MORONI (Reuters) - Earth tremors from Comoros’ volcano Mount Karthala grew stronger and more frequent, residents said on Sunday, forcing thousands of nervous families to sleep outside overnight for fear their homes might collapse.

An aerial view shows lava spewing at the top of the 2,361 meter (7,746 ft) Mt. Karthala near Moroni, the capital of the Comoros Island, May 29, 2006. Earth tremors from Comoros' volcano Mount Karthala grew stronger and more frequent, residents said on Sunday, forcing thousands of nervous families to sleep outside overnight for fear their homes might collapse. REUTERS/Peter Paxton

The Indian Ocean archipelago’s largest island, Grand Comore, was put on red alert after Mount Karthala -- one of the world’s largest active volcanos -- began to glow red and emit suffocating fumes late on Friday.
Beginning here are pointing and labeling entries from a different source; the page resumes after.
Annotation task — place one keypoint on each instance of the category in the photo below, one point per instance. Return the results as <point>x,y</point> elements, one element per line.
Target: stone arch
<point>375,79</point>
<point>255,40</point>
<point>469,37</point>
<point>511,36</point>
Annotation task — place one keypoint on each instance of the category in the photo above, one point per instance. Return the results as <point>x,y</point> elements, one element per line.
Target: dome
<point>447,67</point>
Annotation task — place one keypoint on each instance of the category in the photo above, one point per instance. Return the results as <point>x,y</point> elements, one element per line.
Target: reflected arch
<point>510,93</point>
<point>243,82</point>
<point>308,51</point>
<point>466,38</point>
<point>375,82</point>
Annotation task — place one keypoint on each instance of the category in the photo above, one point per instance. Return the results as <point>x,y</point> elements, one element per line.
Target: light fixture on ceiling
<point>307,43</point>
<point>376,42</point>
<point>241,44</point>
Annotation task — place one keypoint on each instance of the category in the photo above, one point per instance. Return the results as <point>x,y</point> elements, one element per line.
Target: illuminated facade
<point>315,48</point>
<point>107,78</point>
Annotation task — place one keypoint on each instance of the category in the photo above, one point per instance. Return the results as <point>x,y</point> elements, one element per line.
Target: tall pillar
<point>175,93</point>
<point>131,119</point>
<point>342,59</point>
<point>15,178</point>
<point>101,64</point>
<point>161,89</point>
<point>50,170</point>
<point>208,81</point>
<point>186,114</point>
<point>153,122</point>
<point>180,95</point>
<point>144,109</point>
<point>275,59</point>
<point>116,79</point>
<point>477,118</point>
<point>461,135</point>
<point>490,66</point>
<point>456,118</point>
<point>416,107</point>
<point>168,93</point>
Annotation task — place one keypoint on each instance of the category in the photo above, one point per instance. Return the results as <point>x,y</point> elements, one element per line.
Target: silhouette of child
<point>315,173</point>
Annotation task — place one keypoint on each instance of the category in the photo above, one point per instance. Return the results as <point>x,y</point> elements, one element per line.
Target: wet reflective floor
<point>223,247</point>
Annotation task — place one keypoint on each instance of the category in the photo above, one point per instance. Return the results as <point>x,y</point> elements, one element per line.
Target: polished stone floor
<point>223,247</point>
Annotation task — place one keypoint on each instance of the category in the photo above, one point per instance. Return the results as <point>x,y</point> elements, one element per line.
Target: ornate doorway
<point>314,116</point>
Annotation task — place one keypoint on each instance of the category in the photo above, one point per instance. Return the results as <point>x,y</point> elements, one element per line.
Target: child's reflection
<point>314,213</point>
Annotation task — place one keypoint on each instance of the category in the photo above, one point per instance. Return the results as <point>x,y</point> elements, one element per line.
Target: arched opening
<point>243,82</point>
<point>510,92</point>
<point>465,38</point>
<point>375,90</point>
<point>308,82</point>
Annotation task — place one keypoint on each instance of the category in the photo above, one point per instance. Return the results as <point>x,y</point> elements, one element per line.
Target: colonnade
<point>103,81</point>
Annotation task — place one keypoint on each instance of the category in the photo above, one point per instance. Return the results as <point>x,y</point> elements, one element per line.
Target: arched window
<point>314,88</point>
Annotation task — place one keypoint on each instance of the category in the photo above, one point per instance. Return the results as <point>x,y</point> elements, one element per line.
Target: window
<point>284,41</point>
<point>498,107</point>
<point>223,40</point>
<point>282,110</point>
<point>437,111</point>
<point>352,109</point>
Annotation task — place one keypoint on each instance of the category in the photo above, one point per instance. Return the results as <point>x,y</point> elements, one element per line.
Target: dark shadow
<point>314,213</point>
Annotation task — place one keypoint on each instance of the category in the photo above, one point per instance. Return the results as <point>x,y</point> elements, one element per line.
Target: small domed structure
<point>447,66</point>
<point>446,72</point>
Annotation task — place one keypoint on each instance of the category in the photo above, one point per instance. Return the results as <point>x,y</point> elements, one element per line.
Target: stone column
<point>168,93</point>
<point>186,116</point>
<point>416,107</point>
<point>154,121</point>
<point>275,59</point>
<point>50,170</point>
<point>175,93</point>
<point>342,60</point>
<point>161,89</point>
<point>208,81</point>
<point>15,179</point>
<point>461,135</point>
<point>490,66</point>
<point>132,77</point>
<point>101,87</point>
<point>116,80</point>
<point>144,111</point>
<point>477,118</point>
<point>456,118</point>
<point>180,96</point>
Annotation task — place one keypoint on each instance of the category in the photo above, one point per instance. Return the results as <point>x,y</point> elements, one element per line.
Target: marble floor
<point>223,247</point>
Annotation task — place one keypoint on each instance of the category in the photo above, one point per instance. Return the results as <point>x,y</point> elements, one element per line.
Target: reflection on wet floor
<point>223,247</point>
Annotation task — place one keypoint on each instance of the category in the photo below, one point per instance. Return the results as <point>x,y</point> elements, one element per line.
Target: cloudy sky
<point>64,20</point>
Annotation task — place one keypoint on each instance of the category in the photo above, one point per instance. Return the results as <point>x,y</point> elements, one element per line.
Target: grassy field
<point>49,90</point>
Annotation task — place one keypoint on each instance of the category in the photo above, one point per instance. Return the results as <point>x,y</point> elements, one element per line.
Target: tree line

The 2,361-meter (7,746-foot) Mount Karthala dominates Grand Comore, but its eruptions, which happen on average every 11 years, have rarely caused a major disaster.

But while lava levels inside the crater have subsided, earth tremors have become more frequent.

Hamidou Soule, a geologist who leads the Karthala surveillance center, said tremors were lasting up to five seconds and had reached five on the Richter scale.

“The lava and the gases remain trapped and are looking to crack through the mountain. It seems the main chimney is blocked,” he said. “The frequency of the tremors shows that a (lava) flow could happen in any part of the island.”

Residents said people were prepared to evacuate.

“The tremors get stronger and stronger every 15 minutes,” said Ibrahim Youssouf, a photographer from Mitsoudje village on the volcano’s southwestern slope. “A good number of people have packed their bags, ready to flee in case of eruption.”

Another resident from a village on the volcano’s western slope said high temperatures had made the air dry.

“It feels like everything will explode,” he said.

In the capital Moroni, thousands slept outside overnight and national radio broadcast appeals for calm and readings from the Koran across the mainly Muslim island.

“When I felt the tremor, I woke my wife and we stayed in the garden,” said resident Abderemane Koudre. “We thought the house was going to collapse. It was frightening.”

In 1903, 17 died from noxious fumes that seeped from cracks, and the last big eruption was in April 2005 when thousands fled in fear of poisonous gas and lava.